VI: Pine Nut

American pine nuts are the best, but also the rarest.

sextidi, the 26th of Frimaire, Year CCXXXI
Pine nuts ready to roast. Photo by Leila Issa / Unsplash

Good morning. Today is sextidi, the 26th of Frimaire, Year CCXXXI. We celebrate le pignon, an oily nut found inside a pinecone.

💡
The problem of "pine mouth" is rare, but for some people, it totally sucks. What happens is that after eating raw pine nuts, everything else they eat will taste like metal for weeks after, as if all food is made of pennies. It's not harmful, just awful. The condition is similar to the problem some people have with cilantro tasting like soap, and is poorly understood. The best leads so far point to a genetic marker. But the only way to find out if you have it is to roll the dice and try pine nuts. Good luck!

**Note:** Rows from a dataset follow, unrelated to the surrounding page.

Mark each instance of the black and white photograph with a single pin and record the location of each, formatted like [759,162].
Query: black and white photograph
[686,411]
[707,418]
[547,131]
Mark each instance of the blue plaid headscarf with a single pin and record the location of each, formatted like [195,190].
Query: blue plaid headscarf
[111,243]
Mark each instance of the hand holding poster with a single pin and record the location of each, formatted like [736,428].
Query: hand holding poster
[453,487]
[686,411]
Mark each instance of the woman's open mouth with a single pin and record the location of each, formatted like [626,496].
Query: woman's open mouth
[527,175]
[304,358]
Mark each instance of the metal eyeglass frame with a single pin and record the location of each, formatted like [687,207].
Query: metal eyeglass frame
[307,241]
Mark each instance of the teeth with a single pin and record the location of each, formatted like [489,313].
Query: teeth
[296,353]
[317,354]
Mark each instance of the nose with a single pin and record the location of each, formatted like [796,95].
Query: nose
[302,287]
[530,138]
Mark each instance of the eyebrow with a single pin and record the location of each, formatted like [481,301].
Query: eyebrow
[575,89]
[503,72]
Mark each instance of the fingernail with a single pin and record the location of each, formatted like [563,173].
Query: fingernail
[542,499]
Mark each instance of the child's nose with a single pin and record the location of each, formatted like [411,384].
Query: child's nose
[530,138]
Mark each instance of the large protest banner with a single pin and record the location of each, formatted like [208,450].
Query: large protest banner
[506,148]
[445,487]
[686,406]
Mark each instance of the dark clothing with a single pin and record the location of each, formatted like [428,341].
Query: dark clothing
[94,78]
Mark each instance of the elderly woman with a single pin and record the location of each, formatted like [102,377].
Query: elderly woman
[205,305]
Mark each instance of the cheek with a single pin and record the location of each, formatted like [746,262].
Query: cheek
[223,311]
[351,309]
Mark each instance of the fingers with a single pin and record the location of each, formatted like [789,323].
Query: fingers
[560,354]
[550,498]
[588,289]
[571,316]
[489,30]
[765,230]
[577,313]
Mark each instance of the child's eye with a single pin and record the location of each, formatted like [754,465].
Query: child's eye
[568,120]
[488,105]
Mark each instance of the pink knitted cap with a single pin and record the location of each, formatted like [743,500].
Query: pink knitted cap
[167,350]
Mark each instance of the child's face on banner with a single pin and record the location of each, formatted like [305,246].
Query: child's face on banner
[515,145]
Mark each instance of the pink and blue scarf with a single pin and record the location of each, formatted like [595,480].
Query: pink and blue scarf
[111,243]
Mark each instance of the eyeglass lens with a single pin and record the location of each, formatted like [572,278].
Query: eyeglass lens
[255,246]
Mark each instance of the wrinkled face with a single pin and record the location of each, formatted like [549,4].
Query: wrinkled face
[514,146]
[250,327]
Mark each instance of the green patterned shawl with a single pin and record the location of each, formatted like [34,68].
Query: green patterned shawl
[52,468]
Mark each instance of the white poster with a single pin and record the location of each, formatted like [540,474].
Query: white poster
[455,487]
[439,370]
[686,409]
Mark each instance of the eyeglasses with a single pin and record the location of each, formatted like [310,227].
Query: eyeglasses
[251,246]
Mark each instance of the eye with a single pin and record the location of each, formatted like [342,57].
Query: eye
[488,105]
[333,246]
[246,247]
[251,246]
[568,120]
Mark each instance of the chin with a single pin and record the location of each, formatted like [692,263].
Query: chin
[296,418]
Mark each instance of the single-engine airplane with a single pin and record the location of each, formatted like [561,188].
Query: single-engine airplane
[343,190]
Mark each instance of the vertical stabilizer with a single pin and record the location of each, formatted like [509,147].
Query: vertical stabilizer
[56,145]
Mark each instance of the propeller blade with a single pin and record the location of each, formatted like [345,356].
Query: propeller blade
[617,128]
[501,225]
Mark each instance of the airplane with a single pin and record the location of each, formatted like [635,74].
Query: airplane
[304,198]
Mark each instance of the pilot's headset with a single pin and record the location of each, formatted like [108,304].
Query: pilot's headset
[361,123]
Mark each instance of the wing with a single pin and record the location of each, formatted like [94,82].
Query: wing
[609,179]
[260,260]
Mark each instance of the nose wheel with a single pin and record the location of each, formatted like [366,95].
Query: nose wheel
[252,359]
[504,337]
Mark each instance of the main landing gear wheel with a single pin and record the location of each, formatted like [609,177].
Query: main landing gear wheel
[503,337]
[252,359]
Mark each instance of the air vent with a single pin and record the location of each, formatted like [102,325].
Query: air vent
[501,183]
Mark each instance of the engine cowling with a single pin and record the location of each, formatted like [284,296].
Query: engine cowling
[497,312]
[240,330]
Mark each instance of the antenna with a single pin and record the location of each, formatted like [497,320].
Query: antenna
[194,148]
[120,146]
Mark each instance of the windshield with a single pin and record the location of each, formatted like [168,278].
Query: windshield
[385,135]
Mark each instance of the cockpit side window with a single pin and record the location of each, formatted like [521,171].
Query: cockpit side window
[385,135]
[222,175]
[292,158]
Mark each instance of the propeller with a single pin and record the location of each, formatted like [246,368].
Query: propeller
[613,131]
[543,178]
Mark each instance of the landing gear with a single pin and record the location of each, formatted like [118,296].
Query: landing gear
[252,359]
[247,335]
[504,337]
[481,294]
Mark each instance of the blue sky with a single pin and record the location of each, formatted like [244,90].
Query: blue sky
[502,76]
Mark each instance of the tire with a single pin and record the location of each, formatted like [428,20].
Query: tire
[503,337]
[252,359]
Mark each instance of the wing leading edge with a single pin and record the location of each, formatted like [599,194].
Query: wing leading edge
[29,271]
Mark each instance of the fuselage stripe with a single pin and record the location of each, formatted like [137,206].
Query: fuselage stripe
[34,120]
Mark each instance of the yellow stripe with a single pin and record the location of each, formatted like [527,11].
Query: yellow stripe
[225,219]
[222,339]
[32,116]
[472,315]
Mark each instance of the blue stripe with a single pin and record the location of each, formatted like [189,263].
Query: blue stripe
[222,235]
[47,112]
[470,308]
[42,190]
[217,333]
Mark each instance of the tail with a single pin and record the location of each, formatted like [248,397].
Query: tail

Pine nuts are very expensive, even though pine trees and pine cones are far from exotic or rare. You can find pines around the globe, but the best pine nuts come from piñon pines, a species native to the southwestern United States. That doesn't mean other pine nuts aren't also delicious and nutritious. The stone pine in Spain was the traditional source of nuts for Mediterranean cuisine, and chances are, if you buy pine nuts in the store today, they come from Asian varietals of pine from northeast China or the Korean peninsula.

Piñon pines – named by Spanish explorers specifically for the excellence of their pine nuts (which are called, yes, piñons in Spanish) – used to be a major agricultural product of the American southwest, whose high desert climate wasn't suitable for much else, agriculturally. Now, however, that industry – once so important its futures were traded on the Chicago Mercantile Exchange – is on the brink of extinction.